Ландау – Клеффнера синдром (приобретенная эпилептическая афазия), терапия
Схема лечения синдрома Ландау-Клеффнера (СЛК) различна в зависимости от наличия или отсутствия эпилептических приступов.
При явлениях приобретенной эпилептической афазии без эпилептических приступов эффективна монотерапия сукцинимидами или бензодиазепинами. Стартовое лечение осуществляется сукцинимидами. Суксилеп назначается в дозе 500-1000 мг/сут (25-35 мг/кг/сут) в 3 приема. Суксилеп – высокоэффективный препарат, блокирующий диффузную продолженную эпилептиформную активность на ЭЭГ, тем самым, опосредованно приводящий к улучшению речевых и когнитивных функций.
Препарат второго выбора – клобазам. Применяется фризиум в дозе 10-30 мг/сут (0,5-1,0 мг/кг/сут) в 2-3 приема. Препарат резко блокирует продолженную диффузную эпилептиформную активность на ЭЭГ, однако, данный эффект нестойкий.
При СЛК в сочетании с эпилептическими приступами стартовое лечение осуществляется с производных вальпроевой кислоты. Назначается конвульсофин в дозе 900-2000 мг/сут (30-70 мг/кг/сут) в 3 приема. Вальпроаты эффективны в купировании эпилептических приступов, но их воздействие на эпилептиформную активность слабее.
Препарат второго выбора – топирамат. Топамакс назначается с постепенным увеличением дозы до 75-200 мг/сут (3-7 мг/кг/сут) в 2 приема. Он эффективен, как при эпилептических приступах, так и в отношении эпилептиформной активности на ЭЭГ.
Препарат третьего выбора – леветирацетам. Кеппра назначается с постепенной титрацией дозы до 750-2500 мг/сут (30-60 мг/кг/сут) в 2 приема. Кеппра в монотерапии эффективна в купировании приступов и блокировании ЭЭГ нарушений [Kossoff и соавт., 2003].

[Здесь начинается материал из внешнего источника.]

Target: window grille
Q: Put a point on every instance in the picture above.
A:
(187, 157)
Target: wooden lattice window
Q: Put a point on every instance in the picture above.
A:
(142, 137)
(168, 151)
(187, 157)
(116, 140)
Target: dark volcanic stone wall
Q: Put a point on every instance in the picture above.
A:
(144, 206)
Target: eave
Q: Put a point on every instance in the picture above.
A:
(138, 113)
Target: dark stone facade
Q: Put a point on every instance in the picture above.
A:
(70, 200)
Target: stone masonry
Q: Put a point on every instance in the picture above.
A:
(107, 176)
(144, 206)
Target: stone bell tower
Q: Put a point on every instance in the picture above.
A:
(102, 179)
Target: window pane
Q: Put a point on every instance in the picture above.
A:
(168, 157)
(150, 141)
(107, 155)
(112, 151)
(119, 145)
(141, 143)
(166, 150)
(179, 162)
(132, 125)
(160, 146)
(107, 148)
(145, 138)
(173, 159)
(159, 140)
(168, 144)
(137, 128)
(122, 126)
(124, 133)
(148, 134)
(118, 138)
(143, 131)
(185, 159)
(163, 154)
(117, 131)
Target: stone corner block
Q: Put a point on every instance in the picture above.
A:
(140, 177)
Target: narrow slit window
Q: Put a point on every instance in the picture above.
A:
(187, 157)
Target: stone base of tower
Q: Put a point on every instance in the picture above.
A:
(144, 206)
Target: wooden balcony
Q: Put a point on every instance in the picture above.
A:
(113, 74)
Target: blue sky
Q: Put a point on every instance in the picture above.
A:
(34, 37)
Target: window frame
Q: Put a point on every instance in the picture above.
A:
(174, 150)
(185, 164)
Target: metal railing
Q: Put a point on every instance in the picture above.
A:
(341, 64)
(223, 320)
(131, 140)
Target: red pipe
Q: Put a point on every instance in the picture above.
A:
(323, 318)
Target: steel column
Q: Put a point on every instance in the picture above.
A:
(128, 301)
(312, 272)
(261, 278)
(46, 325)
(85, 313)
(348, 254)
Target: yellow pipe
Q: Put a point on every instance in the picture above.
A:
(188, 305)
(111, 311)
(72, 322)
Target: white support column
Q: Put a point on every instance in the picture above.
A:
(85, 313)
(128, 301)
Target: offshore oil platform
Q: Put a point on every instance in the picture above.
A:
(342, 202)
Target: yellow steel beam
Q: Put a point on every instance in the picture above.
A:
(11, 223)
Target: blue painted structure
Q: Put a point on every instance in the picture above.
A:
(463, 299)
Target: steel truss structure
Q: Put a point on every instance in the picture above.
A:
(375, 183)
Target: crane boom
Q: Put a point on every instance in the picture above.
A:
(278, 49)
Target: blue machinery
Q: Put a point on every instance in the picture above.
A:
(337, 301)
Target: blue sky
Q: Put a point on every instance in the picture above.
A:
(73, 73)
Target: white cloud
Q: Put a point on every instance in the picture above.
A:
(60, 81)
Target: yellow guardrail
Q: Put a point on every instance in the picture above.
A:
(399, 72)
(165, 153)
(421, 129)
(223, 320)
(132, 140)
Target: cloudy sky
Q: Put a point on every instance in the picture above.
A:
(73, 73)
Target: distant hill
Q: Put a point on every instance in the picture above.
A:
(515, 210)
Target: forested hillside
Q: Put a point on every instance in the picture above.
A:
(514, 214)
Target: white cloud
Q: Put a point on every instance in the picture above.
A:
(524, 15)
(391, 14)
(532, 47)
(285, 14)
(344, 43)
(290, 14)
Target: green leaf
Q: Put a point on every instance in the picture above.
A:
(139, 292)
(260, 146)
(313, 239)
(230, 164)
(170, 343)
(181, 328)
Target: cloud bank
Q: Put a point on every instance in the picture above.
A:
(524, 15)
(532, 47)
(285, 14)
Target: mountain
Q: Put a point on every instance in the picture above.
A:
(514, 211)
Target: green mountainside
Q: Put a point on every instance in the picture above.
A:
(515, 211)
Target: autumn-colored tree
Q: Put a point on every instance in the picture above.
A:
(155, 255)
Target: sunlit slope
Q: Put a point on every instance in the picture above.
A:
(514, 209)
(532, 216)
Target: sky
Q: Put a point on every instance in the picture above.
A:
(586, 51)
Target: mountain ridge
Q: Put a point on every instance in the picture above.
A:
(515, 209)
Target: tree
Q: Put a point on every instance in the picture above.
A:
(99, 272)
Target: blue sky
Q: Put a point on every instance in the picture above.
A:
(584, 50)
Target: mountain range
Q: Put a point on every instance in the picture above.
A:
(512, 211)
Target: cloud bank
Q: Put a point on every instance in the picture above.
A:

Сультиам (осполот), как в монотерапии, так и в комбинации является одним из наиболее эффективных АЭП по блокированию продолженных диффузных эпилептиформных паттернов у больных СЛК (150-400 мг/сут; 7-10 мг/кг/сут), однако, данный препарат в России отсутствует.
При неэффективности монотерапии следует переходить к комбинированному лечению. Оптимальные комбинации при СЛК: вальпроаты + сукцинимиды, вальпроаты + топирамат, вальпроаты + леветирацетам; а также вальпроаты, топирамат или леветирацетам в комбинации с бензодиазепинами (фризиум). Один из важнейших критериев эффективности терапии - блокирование феномена вторичной билатеральной синхронизации на ЭЭГ.
Применение карбамазепина противопоказано ввиду возможного учащения приступов, усиления вторичной билатеральной синхронизации на ЭЭГ и углубления речевых нарушений.
Стероидные гормоны (синактен-депо, преднизолон, дексаметазон) применяются как резервные препараты. Они обладают значительным позитивным эффектом, особенно в улучшении речевых функций. При их применении базовая терапия АЭП проводится без перерыва. Синактен – депо назначается, начиная с 0,1 мг внутримышечно 1 раз в сутки с постепенным наращиванием по 0,1 мг 1 раз в 2-5 дней до дозы 1,0 мг в сутки. Продолжительность терапии - 1-2 мес. с постепенным снижением. Средняя доза преднизолона – 2 мг/кг/сут перорально однократно утром. Возможно применение дексаметазона по схеме: 2 мг/кг/сут перорально в течение 1 нед., затем 1 мг/кг/сут еще 2 нед., затем переход на поддерживающую дозу (например, 0,5 мг/кг/сут) раз в 2-3 дня в течение 3-6 мес.
Имеются единичные сообщения из США об эффективности хирургического лечения при СЛК: применение субпиальных насечек.